Quick Overview
- Conagra Brands directors acquired a total of 42,500 shares on April 14, deploying approximately $609,000 as the stock traded close to its yearly bottom.
- The stock has declined 17% during 2026, pressured by shrinking sales volumes, squeezed margins, and reduced forward guidance.
- Fiscal third-quarter results disappointed with earnings per share of $0.39 versus the expected $0.40, while sales dropped 1.9% compared to last year.
- Morgan Stanley lowered its valuation target to $15 from $17 this week while maintaining an “equal weight” stance.
- Wall Street’s collective view leans toward “Reduce” with a $15.80 average price objective — 1 Buy rating, 13 Holds, and 4 Sells.
Two board members at Conagra recently demonstrated conviction by making significant stock purchases. On April 14, Director Richard H. Lenny acquired 25,000 shares at a price of $14.34 per share, totaling $358,500. Fellow Director John J. Mulligan purchased 17,500 shares at $14.31 apiece that same trading session, investing $250,425.
Together, the purchases totaled approximately $609,000 and occurred while shares traded near the 12-month floor of $14.04. Mulligan’s buy increased his stake by a remarkable 542%. Lenny’s holdings now stand at 229,340 shares with a market value approaching $3.3 million.
The context surrounding these transactions is notable.
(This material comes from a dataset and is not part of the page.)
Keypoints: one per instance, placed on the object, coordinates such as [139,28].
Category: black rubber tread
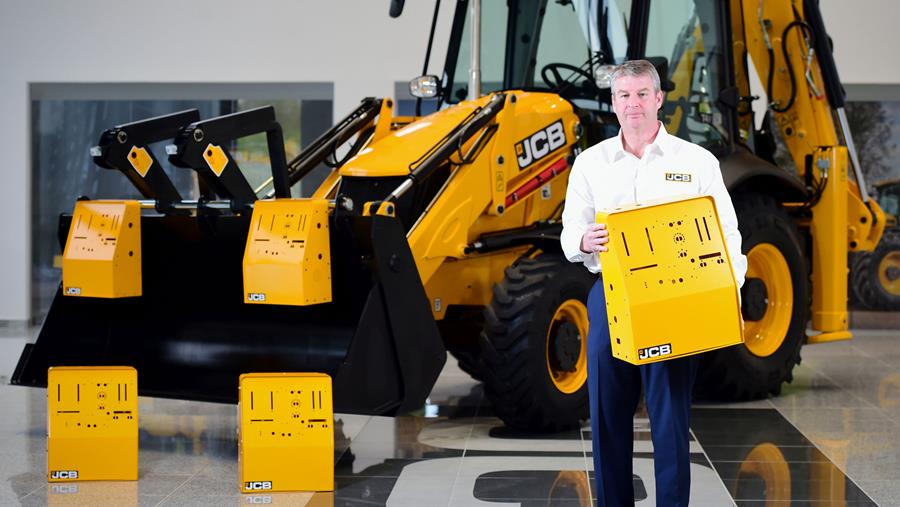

CAG began its recent slide on April 9 following a BNP Paribas downgrade from Outperform to Neutral, accompanied by a price target reduction to $16 from $19. Shares broke below $16 that very session.
The situation intensified further. On April 13, Conagra announced John Brase as its incoming CEO and president. Jefferies noted that Brase faces challenging conditions including “high leverage, ongoing inflationary pressures, and margin compression.”
Disappointing Quarterly Performance
Earlier in April, Conagra unveiled fiscal third-quarter financials that fell short of market expectations. The packaged foods company delivered earnings per share of $0.39, one cent below the analyst consensus of $0.40. Revenue reached $2.79 billion, marginally surpassing the anticipated $2.76 billion.
However, the modest revenue beat provided little relief. Sales declined 1.9% on a year-over-year basis, while EPS in the prior-year quarter stood at $0.51 — representing a significant contraction. Management also trimmed its full-year projections, citing challenging macroeconomic conditions and stubborn inflationary headwinds.
Shares have slumped 17% since the start of 2026. By comparison, the S&P 500 has advanced 4.2% during the identical timeframe.
Wall Street Maintains Conservative Posture
Analyst community sentiment remains subdued. This Thursday, Morgan Stanley reduced its price objective on CAG to $15 from a previous $17, though the firm retained its “equal weight” designation. That revised target suggests merely 3.6% potential appreciation from Wednesday’s closing level.
Morgan Stanley’s adjustment followed similar moves from peers. JPMorgan trimmed its target from $19 to $17 in March. Both TD Cowen and Deutsche Bank moved to $14 targets. Stifel implemented a cut to $15 this week.
MarketBeat’s aggregated analyst data reveals 1 Buy recommendation, 13 Hold ratings, and 4 Sell calls, producing a $15.80 consensus price target and an overall “Reduce” classification.
CAG began Thursday’s session at $14.49. The stock’s 50-day moving average rests at $16.75 while the 200-day moving average sits at $17.38, both substantially above current trading levels.
One noteworthy metric: CAG presently offers approximately a 9% dividend yield, representing the highest yield among all S&P 500 constituents. The benchmark’s average dividend yield for paying companies is 2.3%.
Institutional stakeholders control 83.75% of outstanding shares. Several smaller investment firms have modestly expanded their positions in recent reporting periods, though the additions were limited in magnitude.